Is there a malaria vaccine?

Malaria is is an infectious disease spread by mosquitos that affects humans and other animals. Symptoms typically include fever, tiredness, vomiting, and headaches. In the worst cases it can cause seizures, coma, or death.

There isn't a vaccination against malaria, so you need to be careful if you're travelling to an affected area. Malaria is found in over 100 countries - check the country you're travelling to before you leave so you can prepare.

As well as taking antimalarial tablets – which reduce your risk of infection by up to 90% - the NHS recommends following the ABCD approach.

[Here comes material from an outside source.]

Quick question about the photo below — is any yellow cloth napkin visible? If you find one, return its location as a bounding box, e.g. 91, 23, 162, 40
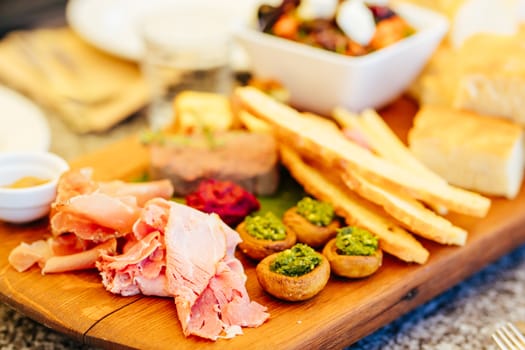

  • Awareness of risk – find out whether you're at risk of getting malaria.
  • Bite prevention – avoid mosquito bites by using insect repellent, covering your arms and legs, and using a mosquito net.
  • Check whether you need to take malaria prevention tablets – if you do, make sure you take the right antimalarial tablets at the right dose, and finish the course.
  • Diagnosis – seek immediate medical advice if you have malaria symptoms, including up to a year after you return from travelling.

Should I be worried about the Zika virus?

With outbreaks in the Asia Pacific region, South and Central America, the Caribbean, Africa, and parts of south and southeast Asia - Zika became a bit of a panic for travellers recently. A list of affected countries can be found online.

Zika is spread by infected mosquitos, and for most people it's a very mild infection and isn't harmful. Symptoms typically include:

  • A rash
  • A high temperature
  • Headaches 
  • Joint pain (with possible swelling, mainly in the hands and feet)
  • Muscle pain
  • Conjunctivitis
  • Lower back pain
  • Pain behind the eyes

Zika mostly poses a risk to pregnant people, or those planning a pregnancy. If you're pregnant (or thinking about being pregnant soon) and planning to travel, ask for advice before you go.

Doctors or travel specialists can give you more specific advice based on your condition and where you're visiting.


I have other health problems. What should I do about my holiday vaccinations?

It is always best to speak to your doctor, especially if you have a pre-existing medical condition. Contact them as early as possible so they can guide you on the vaccinations you’ll need and any implications they can have on your health.


What if I’m travelling last minute?

If you must travel without much advance notice, you still need to have your vaccines. It isn’t ideal, but some vaccines can be given at an accelerated level, meaning you’ll get higher doses done closer together and will still be safe to travel.

If you’re a frequent global traveller, the best bet is to stay on top of your immunisations. Get in touch with your doctor and let them know how frequently you travel and, where possible, the kind of places you visit, so they can ensure you’re adequately prepared if you need to hop on a plane with little notice.

The only time you might have to change your plans is if you’re travelling to a country which requires proof of yellow fever vaccination. Even if you’ve had the injection, the proof is only considered valid 10 days after having the vaccination.